Computerworld

Backup vs. archive: Why it’s important to know the difference

Backing up and archiving data have distinct functions, and not recognizing that it’s important to have both can lead to access problems and even legal troubles.

If you want to make a backup person apoplectic, call an old backup an archive.

It’s just shy of saying that data on a RAID array doesn’t need to be backed up. The good news is that the differences between backup and archive are quite stark and easy to understand.

What is backup?

Backup is a copy of data created to restore said data in case of damage or loss. The original data is not deleted after a backup is made.

Examples of backups include a nightly backup of all files on your laptop or desktop, or all your photos on your iPhone being copied to iCloud in case you drop your phone. We also backup file servers (unstructured data) and databases (structured data).  A backup might focus on the data, as in a database dump, the operating system of the server as in a bare-metal backup, or on both as with backup of VMware .VMDK files.

The definition of backup really comes down to purpose, and the purpose of a backup is always the same: to restore data if something happens to it.  For example, a RAID 6 array might have a triple-disk failure, and all its data will need to be restored. Someone might accidentally or maliciously delete one or more VMs in your VMware, Hyper-V or AWS EC2 configuration, and they would need to be restored.  You might one day realize every file in your organization has been encrypted by a ransomware package. Without a good backup system, your choice would be to pay the ransom.  With a good backup system, you could figure out the source of the ransomware, stop it, then restore all your data – without ever paying the hacker.

What is an archive?

An archive is a copy of data created for reference purposes. Although not required, the original is often deleted after an archive is made.

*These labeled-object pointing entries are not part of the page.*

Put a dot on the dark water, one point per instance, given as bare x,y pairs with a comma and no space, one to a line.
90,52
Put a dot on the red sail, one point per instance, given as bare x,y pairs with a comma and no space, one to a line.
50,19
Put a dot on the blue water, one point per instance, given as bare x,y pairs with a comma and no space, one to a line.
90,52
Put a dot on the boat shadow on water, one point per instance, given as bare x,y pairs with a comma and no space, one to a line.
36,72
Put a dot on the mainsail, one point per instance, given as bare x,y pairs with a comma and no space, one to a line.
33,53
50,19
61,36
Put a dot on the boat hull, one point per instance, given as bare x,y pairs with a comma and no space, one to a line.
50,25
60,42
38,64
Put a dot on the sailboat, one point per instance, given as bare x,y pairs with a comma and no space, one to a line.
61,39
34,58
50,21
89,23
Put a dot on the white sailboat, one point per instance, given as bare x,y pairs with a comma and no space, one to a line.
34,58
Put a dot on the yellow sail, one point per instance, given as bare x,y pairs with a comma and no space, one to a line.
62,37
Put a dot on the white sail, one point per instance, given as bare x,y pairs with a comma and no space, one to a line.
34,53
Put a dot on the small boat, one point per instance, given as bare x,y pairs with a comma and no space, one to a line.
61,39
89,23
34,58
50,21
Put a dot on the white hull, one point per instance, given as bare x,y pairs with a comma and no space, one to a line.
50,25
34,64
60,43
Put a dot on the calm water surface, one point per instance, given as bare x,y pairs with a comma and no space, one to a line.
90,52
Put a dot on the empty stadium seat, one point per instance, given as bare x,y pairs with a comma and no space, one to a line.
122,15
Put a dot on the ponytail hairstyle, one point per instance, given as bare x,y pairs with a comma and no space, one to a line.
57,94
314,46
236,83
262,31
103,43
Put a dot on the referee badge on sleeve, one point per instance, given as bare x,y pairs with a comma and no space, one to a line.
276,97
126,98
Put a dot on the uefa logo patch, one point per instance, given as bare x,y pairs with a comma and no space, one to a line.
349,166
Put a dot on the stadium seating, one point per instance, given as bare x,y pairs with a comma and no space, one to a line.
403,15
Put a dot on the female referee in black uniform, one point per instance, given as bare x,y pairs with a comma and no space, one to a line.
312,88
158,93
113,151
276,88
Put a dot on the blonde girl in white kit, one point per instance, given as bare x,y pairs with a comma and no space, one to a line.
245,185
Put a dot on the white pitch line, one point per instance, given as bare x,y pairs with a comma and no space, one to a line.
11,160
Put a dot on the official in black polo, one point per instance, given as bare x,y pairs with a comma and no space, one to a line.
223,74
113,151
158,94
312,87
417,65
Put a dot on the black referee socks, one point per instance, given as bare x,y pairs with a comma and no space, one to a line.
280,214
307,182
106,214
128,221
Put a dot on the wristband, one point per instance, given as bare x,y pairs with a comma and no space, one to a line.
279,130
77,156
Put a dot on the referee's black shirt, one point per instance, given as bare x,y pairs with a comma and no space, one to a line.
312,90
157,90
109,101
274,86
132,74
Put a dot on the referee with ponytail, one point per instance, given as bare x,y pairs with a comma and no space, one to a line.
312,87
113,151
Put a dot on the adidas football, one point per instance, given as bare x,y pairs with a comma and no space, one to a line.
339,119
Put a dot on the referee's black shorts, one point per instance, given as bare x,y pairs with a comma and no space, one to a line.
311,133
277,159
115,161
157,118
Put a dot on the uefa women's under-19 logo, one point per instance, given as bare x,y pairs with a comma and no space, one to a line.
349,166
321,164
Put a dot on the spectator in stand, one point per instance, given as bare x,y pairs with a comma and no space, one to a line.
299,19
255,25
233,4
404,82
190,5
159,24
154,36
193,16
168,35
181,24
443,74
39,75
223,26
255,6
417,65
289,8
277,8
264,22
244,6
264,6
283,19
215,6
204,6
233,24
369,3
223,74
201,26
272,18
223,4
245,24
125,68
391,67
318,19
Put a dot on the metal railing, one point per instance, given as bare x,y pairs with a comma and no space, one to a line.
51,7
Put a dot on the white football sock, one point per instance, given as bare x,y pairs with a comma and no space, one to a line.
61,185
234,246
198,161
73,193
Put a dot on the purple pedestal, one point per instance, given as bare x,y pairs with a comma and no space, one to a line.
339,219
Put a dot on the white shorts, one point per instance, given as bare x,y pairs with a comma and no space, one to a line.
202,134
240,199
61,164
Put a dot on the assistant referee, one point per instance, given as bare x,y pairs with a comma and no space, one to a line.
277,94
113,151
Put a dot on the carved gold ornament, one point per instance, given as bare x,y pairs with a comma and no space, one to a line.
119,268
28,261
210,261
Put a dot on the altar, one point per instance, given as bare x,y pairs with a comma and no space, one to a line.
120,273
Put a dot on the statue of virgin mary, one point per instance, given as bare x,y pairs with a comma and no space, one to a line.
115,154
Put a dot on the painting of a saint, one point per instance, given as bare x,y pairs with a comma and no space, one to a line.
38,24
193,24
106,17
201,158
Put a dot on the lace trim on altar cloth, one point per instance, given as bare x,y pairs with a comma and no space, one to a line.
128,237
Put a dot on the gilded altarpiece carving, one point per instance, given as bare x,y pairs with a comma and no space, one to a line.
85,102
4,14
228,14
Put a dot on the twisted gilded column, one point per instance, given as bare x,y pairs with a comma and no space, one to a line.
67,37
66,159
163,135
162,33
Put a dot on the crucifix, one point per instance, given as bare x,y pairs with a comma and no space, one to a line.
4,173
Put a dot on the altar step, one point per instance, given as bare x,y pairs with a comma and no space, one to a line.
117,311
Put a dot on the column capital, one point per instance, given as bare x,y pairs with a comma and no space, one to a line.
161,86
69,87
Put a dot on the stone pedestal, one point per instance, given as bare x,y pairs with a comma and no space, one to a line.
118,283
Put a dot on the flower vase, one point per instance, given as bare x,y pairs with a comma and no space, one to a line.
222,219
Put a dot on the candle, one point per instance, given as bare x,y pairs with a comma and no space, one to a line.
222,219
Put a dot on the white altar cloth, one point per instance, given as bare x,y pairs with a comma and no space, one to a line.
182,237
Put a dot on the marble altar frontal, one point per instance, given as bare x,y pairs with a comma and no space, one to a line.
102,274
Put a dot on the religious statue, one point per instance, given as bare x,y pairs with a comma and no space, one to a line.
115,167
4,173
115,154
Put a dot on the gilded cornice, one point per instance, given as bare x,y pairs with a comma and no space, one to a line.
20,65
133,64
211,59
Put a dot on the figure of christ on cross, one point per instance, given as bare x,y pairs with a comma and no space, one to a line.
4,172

Where the purpose of a backup is to put something back to how it looked (usually) yesterday, an archive can serve multiple purposes. The most common purpose is to help you find some data from a long time ago. It could be single file that had a really important item in it, such as a contract a customer signed several years ago.  It might be a related group of data, such as all the structural drawings of the building that just collapsed. Or it might be all the CAD drawings of the widget your company used to make that went out of style but is now back in style. 

Another related data set might be all emails and/or files that can prove a given point.  Perhaps an employee believes they were given permission to moonlight, and then was fired for doing so.  Their lawsuit might issue an electronic discovery request asking for all emails to and from them that contain the words moonlight, after-hours or the name of the company they were going to moonlight for. Someone else might be trying to prove a hostile work environment and want to see all emails from a particular set of managers that contain a certain list of words that we do not need to list here.

An archive is what would help you accomplish all of these tasks. You might have an archive of every sales order, quote or contract your company has ever given.  You might keep current contracts and orders online, but you keep all of them in the archive, which should have an index to let you retrieve orders and contracts via the content of those orders.  You also might have an archive of every email ever sent or received by your company. 

Some email archive systems can purge from the email server emails that have been archived, are bigger than a certain size, and/or haven’t been accessed in over n days.  This helps keep the email system lean, saving on computing and storage resources, and making it easier to backup. That might even be the purpose of that archive, if you’re not required by law to keep all emails.

Restore vs. retrieval

Even if the purpose of an archive is to save space on primary storage, it needs to be able to perform a retrieval vs a restore if it is to be called an archive. Backup systems restore and archive systems retrieve.

When you restore something, it is typically a single file, server or database.  When you retrieve something, it’s usually a collection of related data, that may or may not have been stored on the same server or even in the same format.  A restore is also done to a single point in time, such as restoring a database to the way it looked yesterday.  A retrieval uses a range of time, such as all emails for the last three years.

Restores require you to know a lot of about where the file or data was when it was backed up; otherwise, you can’t find it.  You need to know the name of the server it was on, the database or directory it was in, the name(s) of the file or table you want back and the date when it was last seen. Retrievals have none of that information; they just know they need all the files or records that match a set of parameters.  Give me all files or emails that were created in the last three years that contain a particular phrase or were authored by a particular person.

Why the difference matters

Many people try to use their backup system as an archive system, meaning they keep their backups for many years – or even forever. The first time you get a real retrieval request, you’ll find how difficult it is to perform a retrieve from something that is mean to do restores.  This will make the retrieval take much, much longer – potentially months instead of minutes –  and cost much, much, more – millions instead of a few dollars.

If the retrieval is for an electronic discovery request from a lawsuit, and you are unable to satisfy it in a timely manner, you run the risk of the judge issuing an adverse inference instruction. You’ve taken six months to satisfy what they know to be a simple request, and you’re nowhere near complete. The judge infers you’re trying to hide something, and they say that to the jury. You just lost the case. The most infamous example of this was the Morgan Stanley lawsuit where they lost billions in this exact scenario.

Don’t use your backups as archives. If you have a long-term storage need, investigate an actual archive system. There will be an upfront cost, but it will be worth it in the long run.